Un film comme celui-ci demande beaucoup d’argent pour être réalisé, et en tant que tel, c’est une merveille technologique. Pourtant, je me demande ce qui se passerait si un producteur confiait un projet d’inspiration maorie comme celui-ci à un vrai cinéaste autochtone, peut-être un vrai cinéaste Māori comme Taika Waititi, et si un vrai cinéaste autochtone racontait l’histoire au lieu de la raconter à travers la lentille d’un Blanc qui actualise les tropes du western colonial ? À quoi cela ressemblerait-il ? Et pourquoi regarder à nouveau une histoire indigène à travers l’objectif (3D) d’un Blanc ? La réponse la plus évidente est que James Cameron a l’argent pour le faire. Mais quand les autochtones ont-ils la possibilité de faire quelque chose comme ça ?

Ou peut-être que la meilleure question est : est-ce que c’est le genre de chose que les autochtones voudraient même faire ?

Il y a beaucoup de questions de la vie réelle qui touchent les autochtones en 2022. On pense notamment à la décision de la Cour suprême concernant l’ICWA, qui déterminera si les enfants adoptés par des autochtones peuvent ou non rester dans leur famille. Nous avons des problèmes d’eau (dont ce film, ironiquement, n’a rien à voir), le colonialisme est bien sûr omniprésent et la lutte pour les ressources est toujours en jeu, mais avons-nous besoin d’un Blanc pour habiller ces problèmes dans un monde imaginaire où des extraterrestres de trois mètres de haut se battent “assez fort” pour sauver la situation et prouver que nous ne sommes pas, après tout, une “société sans avenir” ? Peut-être faudrait-il laisser le futurisme autochtone entre les mains de véritables cinéastes autochtones qui connaissent et peuvent raconter ces histoires ?

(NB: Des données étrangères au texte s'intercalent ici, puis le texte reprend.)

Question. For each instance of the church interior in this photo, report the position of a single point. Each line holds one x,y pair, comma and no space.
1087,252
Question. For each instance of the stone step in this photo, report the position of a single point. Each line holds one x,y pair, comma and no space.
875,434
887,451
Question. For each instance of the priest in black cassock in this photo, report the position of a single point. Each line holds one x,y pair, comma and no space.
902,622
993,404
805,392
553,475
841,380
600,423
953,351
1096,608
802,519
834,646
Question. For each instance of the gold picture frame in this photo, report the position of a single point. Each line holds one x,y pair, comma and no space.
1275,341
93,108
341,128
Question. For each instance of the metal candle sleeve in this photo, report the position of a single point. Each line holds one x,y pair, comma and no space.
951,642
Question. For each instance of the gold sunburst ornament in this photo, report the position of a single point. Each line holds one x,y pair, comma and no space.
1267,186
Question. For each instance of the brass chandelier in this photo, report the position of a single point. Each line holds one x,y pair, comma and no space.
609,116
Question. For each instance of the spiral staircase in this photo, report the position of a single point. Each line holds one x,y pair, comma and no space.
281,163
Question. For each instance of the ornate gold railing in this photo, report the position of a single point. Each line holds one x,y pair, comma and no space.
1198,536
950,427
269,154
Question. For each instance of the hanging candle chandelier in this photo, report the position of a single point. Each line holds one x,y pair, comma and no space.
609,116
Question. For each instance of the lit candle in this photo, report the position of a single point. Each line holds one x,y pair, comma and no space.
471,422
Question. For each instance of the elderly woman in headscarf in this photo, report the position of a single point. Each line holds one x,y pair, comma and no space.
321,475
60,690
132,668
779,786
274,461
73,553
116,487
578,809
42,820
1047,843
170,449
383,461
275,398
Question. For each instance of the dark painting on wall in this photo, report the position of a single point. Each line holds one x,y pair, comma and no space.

Quand le premier Avatarest sorti en 2009, je l’ai apprécié. La technologie était brillante et nouvelle, il y avait moins d’histoires indigènes au cinéma, peut-être même que je demandais moins au type d’indigénat que je voyais à l’écran ; les temps ont changé. En 2022, nous avions trois émissions de télévision dirigées par des autochtones aux États-Unis : Rutherford Falls, Chiens de réserve etDark Winds.Chiens de réservecomptait à lui seul au moins une demi-douzaine de réalisateurs autochtones dans ses rangs. Le temps est venu pour les réalisateurs indigènes de refaire ces westerns et de continuer à faire nos propres films futuristes indigènes à notre image, de renverser le scénario, de taquiner les tropes, de faire passer l’Indien avant le Cowboy. Nous avons suffisamment de talents confirmés à l’heure actuelle et nous n’avons pas besoin de réalisateurs hors du commun et privilégiés comme James Cameron pour s’approprier la culture indigène pour ses histoires. Nous pouvons raconter nos propres histoires. Nous les racontons mieux.

Jason Asenap est un écrivain, critique et réalisateur Comanche et Muscogee Creek basé à Albuquerque, au Nouveau Mexique.